# Covering Lemma 2

Today I’ll do probably the best known Vitali Covering Lemma. I’ll take the approach of Rudin.

Statement (finite version): If W is the union of a finite collection of balls $B(x_i, r_i)$ (say to N), then there is a subcollection $S\subset \{1,\ldots , N\}$ so that

a) the balls $B(x_i, r_i)$ with $i\in S$ are disjoint.

b) $W\subset \bigcup_{i\in S} B(x_i, 3r_i)$, and

c) $m(W)\leq 3^k\sum_{i\in S} m(B(x_i, r_i))$. Hmm…I guess I should say $W\subset\mathbb{R}^k$ from the looks of it.

Proof: Quite simple in this case. Just order the radii in decreasing order (finite so we can list them all), $r_1\geq r_2\geq \cdots \geq r_N$. So now just take a subsequence of that $\{r_{i_k}\}$ where $i_1=1$ and then go down the line until you get to the first ball that doesn’t intersect $B_{i_1}$. Now choose $B_{i_3}$ as the next one that doesn’t intersect either of the ones before it. Continue in this process to completion. (a) is done since we’ve picked a disjoint subset of the original (this is a trivial condition, though, since we could ignore (b) and (c) and just choose a single element).

Now for (b), look at any of the skipped over $B_j$, then we claim it was a subset of $B(x_i, r_i)$ for some i that we picked. This is clear when we note order. If we skipped some r’, then there was an early one we didn’t skip, so $r'\leq r$ and since we skipped it, $B(x', r')$ intersects $B_r$. If we double the radius of r, then it will go cover at least half of $B_r'$ and if we triple it, it will cover all of $B_r'$. So for any skipped ball we have $B(x', r')\subset B(x, 3r)$ giving us (b).

For (c), we just use the standard property of Lebesgue measure that $m(B(x, 3r))=3^km(B(x,r))$. Sum over the set we created and we are done.

Infinite Case: Let $\{B_j : j\in J\}$ be any collection of balls in $\mathbb{R}^k$ such that $\sup_j diam(B_j)<\infty$. Then there exists a disjoint subcollection ($J'\subset J$) such that $\bigcup_{j\in J}B(x_j, r_j) \subset \bigcup_{j\in J'}B(x_j, 5r_j)$.

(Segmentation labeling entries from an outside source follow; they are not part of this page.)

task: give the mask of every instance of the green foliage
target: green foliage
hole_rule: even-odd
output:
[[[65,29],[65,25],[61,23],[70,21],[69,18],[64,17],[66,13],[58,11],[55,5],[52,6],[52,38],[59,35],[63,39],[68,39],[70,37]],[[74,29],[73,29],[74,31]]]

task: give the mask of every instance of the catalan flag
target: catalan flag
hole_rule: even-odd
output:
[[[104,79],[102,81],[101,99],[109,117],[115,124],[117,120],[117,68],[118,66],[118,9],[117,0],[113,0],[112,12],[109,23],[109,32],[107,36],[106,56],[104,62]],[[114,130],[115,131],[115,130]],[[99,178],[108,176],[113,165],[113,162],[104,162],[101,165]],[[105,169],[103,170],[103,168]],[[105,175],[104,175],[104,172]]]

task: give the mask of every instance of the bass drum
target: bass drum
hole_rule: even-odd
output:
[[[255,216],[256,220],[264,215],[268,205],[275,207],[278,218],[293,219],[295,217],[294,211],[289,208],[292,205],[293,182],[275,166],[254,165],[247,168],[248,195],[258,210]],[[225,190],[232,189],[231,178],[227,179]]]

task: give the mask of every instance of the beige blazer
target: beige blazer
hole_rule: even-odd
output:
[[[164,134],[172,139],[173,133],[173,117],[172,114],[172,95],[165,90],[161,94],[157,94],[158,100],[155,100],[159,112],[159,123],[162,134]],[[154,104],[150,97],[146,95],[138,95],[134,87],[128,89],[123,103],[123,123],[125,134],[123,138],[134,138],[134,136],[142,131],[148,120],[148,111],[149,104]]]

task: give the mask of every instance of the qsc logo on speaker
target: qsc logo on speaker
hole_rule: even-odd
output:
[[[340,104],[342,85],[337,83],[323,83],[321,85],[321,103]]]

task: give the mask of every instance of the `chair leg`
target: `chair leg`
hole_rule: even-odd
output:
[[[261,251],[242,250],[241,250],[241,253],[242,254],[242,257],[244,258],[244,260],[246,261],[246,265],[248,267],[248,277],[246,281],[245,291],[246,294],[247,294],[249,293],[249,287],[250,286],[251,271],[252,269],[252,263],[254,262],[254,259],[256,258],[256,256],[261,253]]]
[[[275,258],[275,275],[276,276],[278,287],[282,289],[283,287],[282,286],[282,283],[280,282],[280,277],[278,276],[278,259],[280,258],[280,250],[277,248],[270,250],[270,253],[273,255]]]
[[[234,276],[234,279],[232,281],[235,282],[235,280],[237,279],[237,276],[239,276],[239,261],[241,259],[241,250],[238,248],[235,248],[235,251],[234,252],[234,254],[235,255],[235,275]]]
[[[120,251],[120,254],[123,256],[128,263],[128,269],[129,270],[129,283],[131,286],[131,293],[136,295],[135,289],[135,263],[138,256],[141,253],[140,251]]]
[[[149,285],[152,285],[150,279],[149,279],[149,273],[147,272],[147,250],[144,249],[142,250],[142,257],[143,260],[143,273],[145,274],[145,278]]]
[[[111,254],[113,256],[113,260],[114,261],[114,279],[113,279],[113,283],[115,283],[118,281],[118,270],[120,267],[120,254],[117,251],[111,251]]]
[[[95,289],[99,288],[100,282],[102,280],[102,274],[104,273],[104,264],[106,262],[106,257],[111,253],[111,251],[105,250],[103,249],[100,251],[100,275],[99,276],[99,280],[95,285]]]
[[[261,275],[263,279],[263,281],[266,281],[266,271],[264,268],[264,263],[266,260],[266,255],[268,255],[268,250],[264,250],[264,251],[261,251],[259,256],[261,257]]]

Proof: Let R be the sup of the radius of the balls (which we’ve forced to be finite). Now we define subcollections. Let $Z_i$ be the subcollection of balls with radius in $\left(\frac{R}{2^{i+1}}, 2^iR \right]$. Now take the maximal disjoint subcollection $Z_0'$ of $Z_0$, etc. (maximal subcollection of $Z_i'$ of $Z_i$ disjoint from $Z_{i-1}'$…). This collection now satisfies the requirements.

Next time I’ll do Vitali’s Covering Theorem. I’m debating whether to prove it or not. Applications of it might be more interesting.